The purpose of this study is to determine if DV-601, an investigational, therapeutic vaccine will be well-tolerated and induce HBV-specific virological and immunological responses in chronic hepatitis B (CHB) patients.

• Drug: DV-601
  Six injections of DV-601 administered over a period of 12 weeks.
• Drug: Entecavir
  Daily dosing starting approximately 4 weeks prior to first dose of DV-601 for one year total duration.
  Other Name: Baraclude

Inclusion Criteria:

• Male and female subjects 18 to 65 years of age.
• Signed informed consent.
• Diagnosis of CHB and candidates for therapy
• Normal renal function
• Women of childbearing potential must have a serum negative pregnancy test at screening.
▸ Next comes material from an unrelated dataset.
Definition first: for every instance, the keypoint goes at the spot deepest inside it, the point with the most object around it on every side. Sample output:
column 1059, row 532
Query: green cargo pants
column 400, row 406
Women of childbearing potential and males whose sexual partners are of childbearing potential must agree to use dual methods of contraception.

Exclusion Criteria:

• Liver disease other than CHB
• Documented co-infection with HAV, HCV, or HIV
• Previous therapy with interferon alpha.
• Any other antiviral therapy for chronic hepatitis B within the previous 3 months prior to Screening Visit.
• Immunosuppressive treatment (e.g. chemotherapy, high-dose of steroids) within 6 months of Screening Visit.
• Evidence of cirrhosis
• CTP score ≥ 7, either currently or at any occasion in the past
• Clinically significant acute or chronic illnesses, such as autoimmune diseases, collagen vascular disease, immune deficiencies, active or uncontrolled infections, etc. as determined by the investigator and documented in medical history.
• Malignancy other than curatively treated, superficial skin cancer or carcinoma in situ of the cervix.
• Participation in any experimental protocol or therapy within 28 days prior to the Screening Visit.
• Current substance or alcohol abuse that in the opinion of the investigator would interfere with compliance or with interpretation of study results.